Whether Alphv/BlackCat's denial is true or not, other ransomware actors have used said flaws. ConnectWise confirmed evidence of exploitation on Feb. 20, one day after the initial public disclosure.

"We received updates of compromised accounts that our incident response team have been able to investigate and confirm," the advisory read. The advisory has since removed the word confirm, though the company continues to acknowledge that threat actors are targeting the flaws.

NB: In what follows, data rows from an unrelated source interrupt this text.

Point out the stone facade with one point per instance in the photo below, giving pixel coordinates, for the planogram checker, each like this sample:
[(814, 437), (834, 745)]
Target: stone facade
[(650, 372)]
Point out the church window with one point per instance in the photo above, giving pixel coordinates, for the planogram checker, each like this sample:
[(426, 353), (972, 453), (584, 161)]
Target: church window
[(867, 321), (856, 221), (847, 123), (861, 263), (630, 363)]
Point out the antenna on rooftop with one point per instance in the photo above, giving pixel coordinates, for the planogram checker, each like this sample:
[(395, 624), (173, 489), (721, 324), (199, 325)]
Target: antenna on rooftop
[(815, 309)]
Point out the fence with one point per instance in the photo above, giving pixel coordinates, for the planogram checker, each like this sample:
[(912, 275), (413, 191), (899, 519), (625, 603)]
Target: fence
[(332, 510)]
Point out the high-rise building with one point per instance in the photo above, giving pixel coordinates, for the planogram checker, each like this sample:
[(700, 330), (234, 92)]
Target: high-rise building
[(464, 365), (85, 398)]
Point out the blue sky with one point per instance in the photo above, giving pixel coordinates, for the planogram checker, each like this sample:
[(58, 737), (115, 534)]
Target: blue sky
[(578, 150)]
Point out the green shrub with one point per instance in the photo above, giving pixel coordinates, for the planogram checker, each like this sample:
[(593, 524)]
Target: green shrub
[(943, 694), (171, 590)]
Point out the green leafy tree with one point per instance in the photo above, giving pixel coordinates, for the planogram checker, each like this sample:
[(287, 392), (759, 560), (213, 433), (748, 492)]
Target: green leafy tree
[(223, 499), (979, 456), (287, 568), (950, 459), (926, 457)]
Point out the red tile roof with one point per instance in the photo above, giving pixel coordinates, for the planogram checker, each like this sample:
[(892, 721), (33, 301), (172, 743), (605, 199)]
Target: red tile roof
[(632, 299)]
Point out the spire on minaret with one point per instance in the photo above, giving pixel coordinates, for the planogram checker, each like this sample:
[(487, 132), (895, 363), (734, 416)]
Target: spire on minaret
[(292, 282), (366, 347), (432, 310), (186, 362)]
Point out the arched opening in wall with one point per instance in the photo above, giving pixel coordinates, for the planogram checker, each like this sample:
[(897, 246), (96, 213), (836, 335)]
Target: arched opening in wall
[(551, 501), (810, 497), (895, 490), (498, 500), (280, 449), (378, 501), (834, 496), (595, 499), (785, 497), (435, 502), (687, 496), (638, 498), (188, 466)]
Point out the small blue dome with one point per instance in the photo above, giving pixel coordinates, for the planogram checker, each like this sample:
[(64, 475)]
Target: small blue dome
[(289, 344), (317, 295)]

Security vendors have since connected threat activity to ransomware gangs. Sophos X-Ops said the aforementioned LockBit group was targeting the vulnerabilities. Trend Micro, meanwhile, connected some activity to ransomware groups including Black Basta and Bl00dy. As part of related threat activity, gangs used malicious payloads and commands as well as tools such as PowerShell and Cobalt Strike to gain a foothold in victim environments.

Trend Micro researchers on Feb. 27 said immediate patching is not only advisable, but "a critical security requirement to protect your systems from these identified threats."

Alphv/BlackCat wasn't the only ransomware gang to attack healthcare targets in February. The Rhysida gang, which was first observed last year, claimed responsibility for a debilitating attack on Lurie Children's Hospital in Chicago last month. The attack disrupted services at the hospital, and Rhysida operators are looking to sell stolen healthcare data for about $3.4 million, according to a report from The Record.

Alexander Culafi is a senior information security news writer and podcast host for TechTarget Editorial.